Hi, I have a 1989 325i. Its in excellent condition with little to no damage with 70,000 miles. Last week, I accidentally left my light on and my battery was dead. In attempt to help me my brother tried to jump the battery. But failed terribly by accidentally putting the positive on the negative, and negative wire on the positive. There were sparks but we quickly realized our mistake and corrected it. Everything seems fine now except my stereo won't work and my check light continuously flashes, and a red light over the check engine stays on. Everything seems fine so does anyone know what maybe wrong?


----------



## kyfdx (Aug 4, 2003)

kbutler1091 said:


> Hi, I have a 1989 325i. Its in excellent condition with little to no damage with 70,000 miles. Last week, I accidentally left my light on and my battery was dead. In attempt to help me my brother tried to jump the battery. But failed terribly by accidentally putting the positive on the negative, and negative wire on the positive. There were sparks but we quickly realized our mistake and corrected it.
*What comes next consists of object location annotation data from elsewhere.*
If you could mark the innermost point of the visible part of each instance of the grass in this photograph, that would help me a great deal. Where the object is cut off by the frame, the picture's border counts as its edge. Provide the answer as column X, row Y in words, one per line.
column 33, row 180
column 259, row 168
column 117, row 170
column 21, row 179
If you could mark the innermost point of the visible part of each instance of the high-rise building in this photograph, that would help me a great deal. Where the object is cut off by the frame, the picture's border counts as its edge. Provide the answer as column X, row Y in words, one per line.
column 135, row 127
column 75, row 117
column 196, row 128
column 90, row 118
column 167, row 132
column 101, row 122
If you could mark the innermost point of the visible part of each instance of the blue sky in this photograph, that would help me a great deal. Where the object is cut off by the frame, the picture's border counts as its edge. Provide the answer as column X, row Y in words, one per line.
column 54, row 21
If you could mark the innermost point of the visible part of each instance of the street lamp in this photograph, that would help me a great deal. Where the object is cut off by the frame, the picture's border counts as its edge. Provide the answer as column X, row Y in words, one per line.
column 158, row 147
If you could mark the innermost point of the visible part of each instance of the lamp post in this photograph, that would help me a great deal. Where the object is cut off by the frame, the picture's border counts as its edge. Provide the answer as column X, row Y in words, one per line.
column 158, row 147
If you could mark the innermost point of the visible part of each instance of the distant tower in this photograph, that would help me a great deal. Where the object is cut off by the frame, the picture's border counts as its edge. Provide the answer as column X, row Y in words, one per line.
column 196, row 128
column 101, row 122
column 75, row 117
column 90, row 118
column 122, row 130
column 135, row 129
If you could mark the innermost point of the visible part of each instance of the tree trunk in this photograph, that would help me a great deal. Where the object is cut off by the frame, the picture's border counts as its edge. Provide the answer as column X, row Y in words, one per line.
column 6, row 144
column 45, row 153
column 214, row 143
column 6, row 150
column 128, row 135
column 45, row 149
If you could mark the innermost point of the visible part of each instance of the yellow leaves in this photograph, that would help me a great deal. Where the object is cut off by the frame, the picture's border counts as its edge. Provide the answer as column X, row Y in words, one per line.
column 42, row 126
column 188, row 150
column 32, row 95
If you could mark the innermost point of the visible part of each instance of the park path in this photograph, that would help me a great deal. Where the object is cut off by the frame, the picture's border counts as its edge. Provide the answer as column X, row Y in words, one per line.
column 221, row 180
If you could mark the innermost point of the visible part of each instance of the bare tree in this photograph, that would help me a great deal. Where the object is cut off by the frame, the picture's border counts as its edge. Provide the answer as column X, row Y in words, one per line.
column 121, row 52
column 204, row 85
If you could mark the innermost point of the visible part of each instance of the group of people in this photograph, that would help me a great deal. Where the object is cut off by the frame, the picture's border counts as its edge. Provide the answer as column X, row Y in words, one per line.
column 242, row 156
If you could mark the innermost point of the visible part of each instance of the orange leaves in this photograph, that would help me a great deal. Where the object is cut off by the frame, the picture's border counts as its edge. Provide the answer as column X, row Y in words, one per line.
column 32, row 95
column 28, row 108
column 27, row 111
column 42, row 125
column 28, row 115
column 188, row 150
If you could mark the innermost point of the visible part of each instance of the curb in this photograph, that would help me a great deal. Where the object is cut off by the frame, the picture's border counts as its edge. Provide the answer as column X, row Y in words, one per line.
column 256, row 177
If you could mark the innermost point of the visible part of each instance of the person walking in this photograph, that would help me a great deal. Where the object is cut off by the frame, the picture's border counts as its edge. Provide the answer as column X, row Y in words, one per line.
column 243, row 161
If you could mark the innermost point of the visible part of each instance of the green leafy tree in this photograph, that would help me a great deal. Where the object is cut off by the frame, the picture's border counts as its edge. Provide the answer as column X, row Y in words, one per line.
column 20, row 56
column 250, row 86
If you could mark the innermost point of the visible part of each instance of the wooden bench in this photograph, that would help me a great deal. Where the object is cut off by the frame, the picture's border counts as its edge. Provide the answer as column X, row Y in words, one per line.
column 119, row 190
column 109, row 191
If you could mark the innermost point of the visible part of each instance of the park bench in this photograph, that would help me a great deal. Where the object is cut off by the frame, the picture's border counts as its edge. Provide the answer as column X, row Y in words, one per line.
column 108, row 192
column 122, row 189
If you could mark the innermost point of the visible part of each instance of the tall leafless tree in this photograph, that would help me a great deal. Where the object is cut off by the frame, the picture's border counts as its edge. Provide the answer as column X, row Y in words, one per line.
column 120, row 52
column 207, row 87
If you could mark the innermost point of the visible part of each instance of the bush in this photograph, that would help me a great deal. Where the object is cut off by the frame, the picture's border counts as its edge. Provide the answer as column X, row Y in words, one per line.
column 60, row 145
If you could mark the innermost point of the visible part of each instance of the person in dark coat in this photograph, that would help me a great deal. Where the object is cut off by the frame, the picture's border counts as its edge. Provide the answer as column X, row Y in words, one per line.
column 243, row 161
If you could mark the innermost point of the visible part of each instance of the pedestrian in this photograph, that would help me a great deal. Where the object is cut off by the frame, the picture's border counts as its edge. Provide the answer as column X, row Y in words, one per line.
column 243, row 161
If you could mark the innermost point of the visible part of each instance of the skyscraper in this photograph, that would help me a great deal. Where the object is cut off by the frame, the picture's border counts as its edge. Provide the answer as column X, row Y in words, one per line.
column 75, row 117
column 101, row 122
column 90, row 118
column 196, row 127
Everything seems fine now except my stereo won't work and my check light continuously flashes, and a red light over the check engine stays on. Everything seems fine so does anyone know what maybe wrong?


Much better chance of a response if you post in the 3-series section under E30...


----------



## ProRail (May 31, 2006)

kbutler1091 said:


> Hi, I have a 1989 325i. Its in excellent condition with little to no damage with 70,000 miles. Last week, I accidentally left my light on and my battery was dead. In attempt to help me my brother tried to jump the battery. But failed terribly by accidentally putting the positive on the negative, and negative wire on the positive. There were sparks but we quickly realized our mistake and corrected it. Everything seems fine now except my stereo won't work and my check light continuously flashes, and a red light over the check engine stays on. Everything seems fine so *does anyone know what maybe wrong?*


I think you explained it pretty well.


----------